Hawai‘i Pacific University Announces Director of Honors Programs

Hawai‘i Pacific University Announces Director of Honors Programs

Linda Lierheimer Headshot

Hawai‘i Pacific University has selected its new Director of Honors Programs. Linda Lierheimer, Professor of History and Humanities, will assume the role August 2021 and oversee the continuing development of honors programs across the university as well as direct HPU’s innovative Residential Honors Program.

“My long-term goal as director of honors programs is to get more faculty involved” says Lierheimer, “and to make the honors program the center of intellectual life at HPU. Our faculty are really looking for ways to have academic connections with students, to explore ideas, and have synergy between the students and faculty.”        

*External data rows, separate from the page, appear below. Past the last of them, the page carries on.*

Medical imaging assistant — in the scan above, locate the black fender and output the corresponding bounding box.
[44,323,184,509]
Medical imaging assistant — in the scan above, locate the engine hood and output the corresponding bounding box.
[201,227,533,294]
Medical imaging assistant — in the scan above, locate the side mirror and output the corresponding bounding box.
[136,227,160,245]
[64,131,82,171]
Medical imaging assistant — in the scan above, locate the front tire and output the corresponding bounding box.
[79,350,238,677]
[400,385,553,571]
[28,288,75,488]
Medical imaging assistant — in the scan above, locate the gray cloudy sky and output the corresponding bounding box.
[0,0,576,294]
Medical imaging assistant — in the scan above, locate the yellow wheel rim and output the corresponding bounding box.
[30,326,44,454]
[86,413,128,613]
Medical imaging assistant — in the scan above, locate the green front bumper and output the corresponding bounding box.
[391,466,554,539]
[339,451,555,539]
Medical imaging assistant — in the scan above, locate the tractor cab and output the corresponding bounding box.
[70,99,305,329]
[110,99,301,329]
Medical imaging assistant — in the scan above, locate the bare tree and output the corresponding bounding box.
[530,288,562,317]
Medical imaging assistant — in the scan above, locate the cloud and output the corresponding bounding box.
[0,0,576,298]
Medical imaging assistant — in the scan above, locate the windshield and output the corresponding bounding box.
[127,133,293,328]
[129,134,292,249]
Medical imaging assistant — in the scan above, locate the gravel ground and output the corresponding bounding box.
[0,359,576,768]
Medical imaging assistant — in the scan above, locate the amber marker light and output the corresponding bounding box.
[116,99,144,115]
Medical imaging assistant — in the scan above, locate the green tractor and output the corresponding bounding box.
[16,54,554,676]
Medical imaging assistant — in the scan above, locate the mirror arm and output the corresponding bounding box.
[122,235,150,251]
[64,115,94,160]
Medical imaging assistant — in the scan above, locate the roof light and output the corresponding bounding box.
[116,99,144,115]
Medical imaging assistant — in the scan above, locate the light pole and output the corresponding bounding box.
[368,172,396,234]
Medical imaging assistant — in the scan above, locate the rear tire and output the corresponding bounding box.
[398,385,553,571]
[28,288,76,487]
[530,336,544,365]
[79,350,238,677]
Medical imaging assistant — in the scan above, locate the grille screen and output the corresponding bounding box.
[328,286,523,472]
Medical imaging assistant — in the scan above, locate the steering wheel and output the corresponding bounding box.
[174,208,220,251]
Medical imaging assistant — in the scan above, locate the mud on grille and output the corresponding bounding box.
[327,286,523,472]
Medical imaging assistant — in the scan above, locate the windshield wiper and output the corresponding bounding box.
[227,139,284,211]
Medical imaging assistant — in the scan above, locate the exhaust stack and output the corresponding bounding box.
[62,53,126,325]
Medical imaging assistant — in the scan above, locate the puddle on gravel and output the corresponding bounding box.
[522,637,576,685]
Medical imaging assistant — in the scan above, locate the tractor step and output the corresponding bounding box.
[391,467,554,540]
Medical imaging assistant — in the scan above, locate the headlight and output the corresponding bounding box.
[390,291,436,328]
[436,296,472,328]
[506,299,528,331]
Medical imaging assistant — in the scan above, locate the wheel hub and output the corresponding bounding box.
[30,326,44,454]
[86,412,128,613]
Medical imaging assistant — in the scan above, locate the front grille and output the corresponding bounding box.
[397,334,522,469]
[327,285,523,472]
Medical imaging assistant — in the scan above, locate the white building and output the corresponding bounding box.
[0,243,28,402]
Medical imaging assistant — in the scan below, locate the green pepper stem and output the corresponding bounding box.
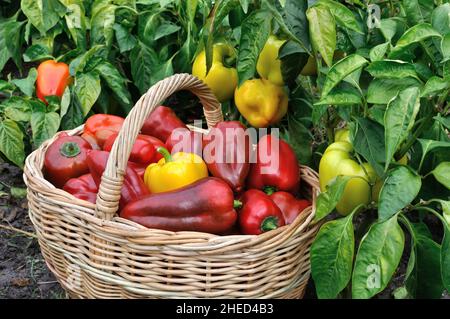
[59,142,81,157]
[261,216,278,232]
[156,146,173,163]
[263,186,277,196]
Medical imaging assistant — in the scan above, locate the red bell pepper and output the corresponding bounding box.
[103,133,165,165]
[239,189,286,235]
[141,105,187,142]
[120,177,237,234]
[165,128,203,156]
[36,60,70,103]
[203,121,251,192]
[87,150,148,209]
[44,133,91,188]
[63,174,98,204]
[247,135,300,193]
[269,192,311,224]
[84,114,125,148]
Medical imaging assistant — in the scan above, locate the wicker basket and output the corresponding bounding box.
[24,74,319,298]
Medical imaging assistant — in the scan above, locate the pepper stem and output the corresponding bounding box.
[261,216,278,232]
[59,142,81,157]
[263,186,277,196]
[156,146,173,163]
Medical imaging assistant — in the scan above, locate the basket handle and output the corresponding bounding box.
[95,73,223,220]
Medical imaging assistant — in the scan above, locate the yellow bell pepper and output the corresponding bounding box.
[144,147,208,193]
[234,79,288,128]
[192,43,238,102]
[256,35,286,85]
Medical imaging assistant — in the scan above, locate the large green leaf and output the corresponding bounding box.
[322,54,369,98]
[306,4,336,67]
[384,87,420,170]
[378,166,422,221]
[311,214,355,298]
[237,11,271,85]
[352,215,405,299]
[0,119,25,167]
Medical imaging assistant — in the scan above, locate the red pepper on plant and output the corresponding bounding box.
[36,60,70,103]
[141,105,187,142]
[87,150,148,208]
[120,177,237,234]
[204,121,251,192]
[44,133,91,188]
[63,174,98,204]
[269,192,311,224]
[83,114,125,148]
[239,189,286,235]
[247,135,300,193]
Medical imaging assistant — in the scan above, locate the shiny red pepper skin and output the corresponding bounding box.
[83,114,125,148]
[120,177,237,234]
[141,105,187,142]
[87,150,148,209]
[44,133,91,188]
[239,189,285,235]
[103,133,165,165]
[166,128,203,156]
[63,174,98,204]
[203,121,251,193]
[269,192,311,224]
[247,135,300,193]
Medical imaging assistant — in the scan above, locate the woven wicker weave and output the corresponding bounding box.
[24,74,319,298]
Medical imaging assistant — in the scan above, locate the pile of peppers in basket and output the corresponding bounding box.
[44,106,311,235]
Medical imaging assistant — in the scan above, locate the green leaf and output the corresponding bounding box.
[322,54,368,98]
[11,68,37,96]
[384,87,420,170]
[378,166,422,221]
[311,214,355,299]
[314,176,352,221]
[352,117,385,176]
[74,72,102,116]
[318,0,364,34]
[366,60,418,79]
[31,112,61,147]
[432,162,450,189]
[420,76,450,97]
[367,78,421,104]
[0,96,31,122]
[369,42,390,62]
[314,88,361,106]
[0,119,25,167]
[237,11,271,86]
[95,61,133,113]
[306,4,336,67]
[352,215,405,299]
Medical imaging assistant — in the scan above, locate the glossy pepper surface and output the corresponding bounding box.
[63,174,98,204]
[234,79,288,128]
[256,35,286,86]
[204,121,251,192]
[36,60,70,103]
[87,150,149,209]
[141,105,187,143]
[239,189,285,235]
[44,133,91,188]
[269,192,311,224]
[120,177,237,234]
[83,114,125,148]
[144,147,208,193]
[103,133,164,165]
[247,135,300,193]
[192,43,238,102]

Lierheimer has been a professor at HPU since 1999. She is currently chair of the Department of History and International Studies. Lierheimer earned her BA in history from Reed College and holds a Ph.D. in history from Princeton University. She is a French historian, and has researched and written on French nuns in seventeenth-century France.

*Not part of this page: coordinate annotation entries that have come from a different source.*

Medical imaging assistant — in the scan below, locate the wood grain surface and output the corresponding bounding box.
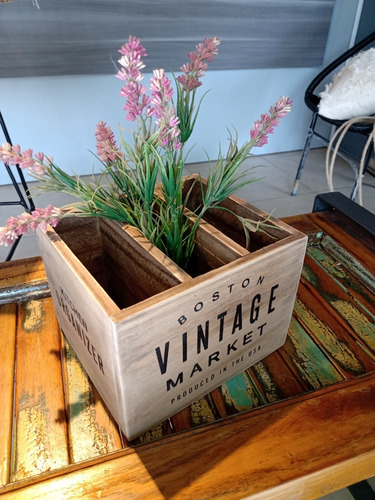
[0,209,375,500]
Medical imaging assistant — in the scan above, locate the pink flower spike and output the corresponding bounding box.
[250,96,293,148]
[0,205,63,246]
[95,121,121,163]
[177,37,220,92]
[0,143,50,175]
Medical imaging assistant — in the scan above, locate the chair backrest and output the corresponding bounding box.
[305,31,375,112]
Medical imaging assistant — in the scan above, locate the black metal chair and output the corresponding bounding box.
[291,31,375,200]
[0,112,35,261]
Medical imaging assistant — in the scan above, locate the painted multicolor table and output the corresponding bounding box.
[0,194,375,500]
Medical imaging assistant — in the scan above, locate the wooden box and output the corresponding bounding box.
[38,180,307,439]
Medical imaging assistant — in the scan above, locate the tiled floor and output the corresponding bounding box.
[0,149,375,500]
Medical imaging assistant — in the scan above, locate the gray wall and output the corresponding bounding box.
[0,0,364,184]
[0,0,334,78]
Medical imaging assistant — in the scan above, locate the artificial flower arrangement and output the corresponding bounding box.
[0,36,292,268]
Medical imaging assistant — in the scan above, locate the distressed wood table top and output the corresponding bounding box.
[0,211,375,500]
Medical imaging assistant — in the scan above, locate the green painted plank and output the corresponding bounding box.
[294,300,366,377]
[321,235,375,301]
[307,240,375,314]
[220,372,266,414]
[280,317,343,389]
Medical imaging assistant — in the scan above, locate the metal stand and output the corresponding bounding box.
[0,111,35,261]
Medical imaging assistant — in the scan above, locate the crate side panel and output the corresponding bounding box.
[38,231,121,430]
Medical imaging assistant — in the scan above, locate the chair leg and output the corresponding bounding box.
[290,113,318,196]
[350,139,374,201]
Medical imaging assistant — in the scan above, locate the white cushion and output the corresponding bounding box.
[319,48,375,120]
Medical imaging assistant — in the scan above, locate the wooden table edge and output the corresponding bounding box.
[0,373,375,500]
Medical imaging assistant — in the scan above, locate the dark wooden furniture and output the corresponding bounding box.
[0,197,375,500]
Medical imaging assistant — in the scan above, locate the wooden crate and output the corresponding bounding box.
[38,179,307,439]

“Linda’s experience as chair of two departments will be invaluable in taking the residential honors program and honors programs across HPU to the next level,” said HPU Dean of the College of Liberal Arts Allison Gough, Ph.D. “Linda’s leadership experience as well as her innovative and interdisciplinary teaching will be enormous assets to the program as will her advocacy for the liberal arts.”   

The Residential Honors Program is designed to help exceptionally capable and motivated students get the most out of their college experience. Through a rich program of challenging coursework, meaningful research, creative projects and study away opportunities, the program gives students the tools and resources to excel in their careers and in their lives.

Residential honors students are drawn from all majors across the University but are part of a distinctive living and learning community centered at the historic Aloha Tower Marketplace. Through its core of small, interdisciplinary seminars the program encourages students to innovate and address the world’s perennial and most pressing issues as members of committed and engaged teams. 

The residential honors program is particularly focused on global learning and community impact, especially in Hawai’i. A key theme throughout the program is cultural, political, and psychological sustainability. Two of the more popular interdisciplinary seminars in the program that focus on sustainability are “Plastic Fantastic” and “‘This is the End’: The Literature of Environmental, Economic, and Personal End Times.”

Lierheimer will be teaching a new Honors 1000 course in the fall with HPU public health Professor Gillian Dunn that centers on plagues and pandemics. “We want to look at how people in the past and present addressed public health crises,” said Lierheimer. “What should we do as a community? People in the past were asking many of the same questions we’re asking today.”